The editor’s son pulls ahead on a recent run.
A few years ago my family was about to go on a trip. I was expecting a package to be delivered to my house. So I asked a friend of mine, who’s African American, if he could swing by and pick it up. That conversation went something like this.
Me: “Hey, we’ll be away this weekend and there’s going to be something dropped off at the house. Can you go by and pick it u…”
His answer slashed off the end of my question. It was quick and abrupt and had a tinge of “You just don’t know” to it. He went on to explain that him, as a black man, walking up to a house that wasn’t his in a white neighborhood and getting something off the front porch wouldn’t be the wisest of choices. He told it a little differently, actually, but I got the idea.
Learning about Ahmaud Arbery over this week, I understand a little more clearly where my friend was coming from.
The cycle of how these shootings and the responses go has become predictable and soul-weary. The story breaks (in this case not until 2 ½ months after the actual event) and there is outrage. Attempts are made to make the victim the aggressor or “not a choirboy.” Sides form regardless of the evidence. Promises are made for change. And while there is hope for those changes to follow through, there’s also the sinking feeling the reality points to us all merely waiting for the next shooting.
I’m accustomed to the “wait-until-we-have-the-whole-story” argument. While I’m a huge fan of due process, I can’t help but look at what I see in the video that has put a Georgia town on edge and pushed us all to search inwardly, asking if we’re doing enough to help prevent such future tragedies.
The beginning of the video looks very familiar to me, as a young man with brown skin jogs along a neighborhood road. I’ve seen this before whenever I go for a run with my sons. The 13-year-old is of Hispanic and African American heritage and starting to grow into his body. The 11-year-old is Caucasian and African American and even at his age, beginning to mature physically. I stay at my overweight-46-year-old-with-bad-knees gate while they push forward, effortlessly loping along in much the same way Arbery did back in February.
But there’s a crucial difference. While Ahmaud Arbery had two white men blocking his path and waiting on him in a confrontational manner, my sons have one backing them up.
I don’t know of a person who isn’t outraged over this. But check the social media posts of our African American brothers and sisters in Christ and the overall message is something different from before. They’re asking for the help of Caucasian Christians to speak out and help put a stop to these tragedies.
When you’re with others who look like you and hear something disparaging people of color, say something. At those times when their viewpoints or the weight they place on a topic like racial reconciliation is dismissed, don’t let it be. The conclusion that a black man jogging down the middle of a street in broad daylight must be a burglary suspect doesn’t happen in a vacuum. It builds due to things said, but also things unsaid.

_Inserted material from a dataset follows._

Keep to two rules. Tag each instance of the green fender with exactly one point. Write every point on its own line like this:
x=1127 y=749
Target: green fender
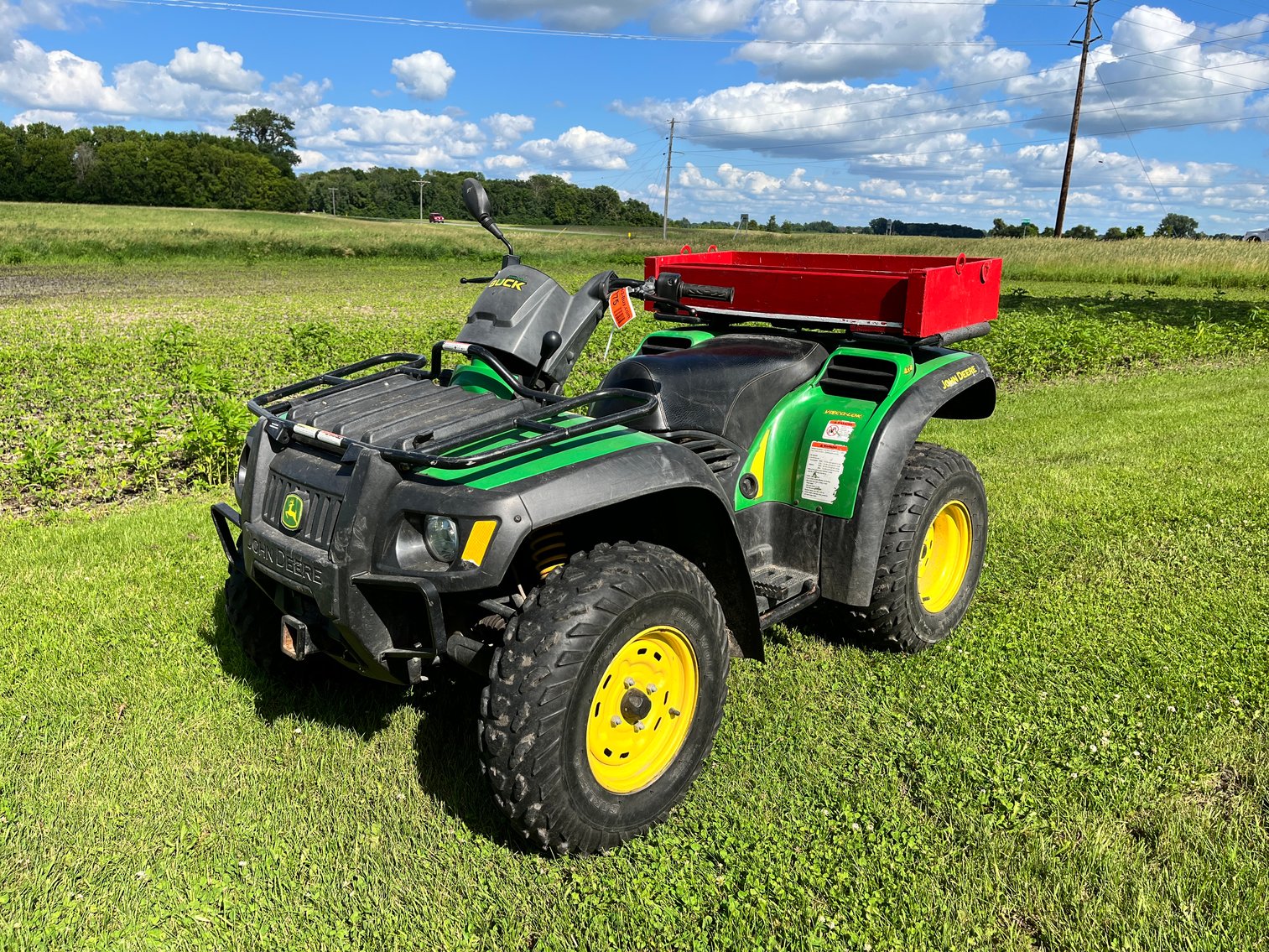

I spoke with Chris Winford, pastor of First Baptist Church in Brunswick, earlier today, about the environment in his town. Yes, it’s tense. But also, local churches are doing everything they can to quell things down and point to Christ as the only one who can root out evils such as racism. He and Pastor Todd A. Rhodes of Shiloh Missionary Baptist Church (National Baptist Convention-USA) not only sharing a calling, but a street as their churches sit across the intersection of Mansfield and Ellis in Brunswick. Each has filled the other’s pulpit at times and both refer to the other as “brother.”
“My prayer is that Romans 8:28 becomes a prophetic statement over Brunswick and Glynn County,” he said. “How do we best respond? There are a lot of questions to ask. We have to show that the love of Christ is for everybody. It knows no color.”

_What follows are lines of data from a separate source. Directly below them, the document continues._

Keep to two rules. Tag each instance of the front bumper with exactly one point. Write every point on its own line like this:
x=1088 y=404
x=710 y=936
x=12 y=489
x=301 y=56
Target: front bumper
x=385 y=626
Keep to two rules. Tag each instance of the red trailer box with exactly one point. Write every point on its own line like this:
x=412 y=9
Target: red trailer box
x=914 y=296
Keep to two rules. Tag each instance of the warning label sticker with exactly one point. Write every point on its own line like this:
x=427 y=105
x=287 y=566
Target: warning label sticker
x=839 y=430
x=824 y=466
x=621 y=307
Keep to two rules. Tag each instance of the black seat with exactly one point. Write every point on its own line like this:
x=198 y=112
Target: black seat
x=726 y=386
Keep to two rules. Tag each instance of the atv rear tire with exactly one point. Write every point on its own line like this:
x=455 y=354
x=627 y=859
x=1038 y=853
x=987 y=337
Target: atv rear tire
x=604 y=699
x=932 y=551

The other night I went to my older son and asked if he’d heard about a young man named Ahmaud Arbery. He hadn’t. I told him what happened, that in this world if he and I jogged down the same street, there’s a much greater chance he’d be considered a threat than me because of the color of our skin. The fact we’ve lived under the same roof his entire life wouldn’t matter.
For obvious reasons I can’t explain to my sons what it’s like to be a black man in America. At best, I can pass along the experiences of others. But for just-as-obvious reasons I can speak up on their behalf. (Eyeballing those who resemble me in skin tone) We all can.
We can make a stronger attempt at understanding how they see the world, because of how the world sees them.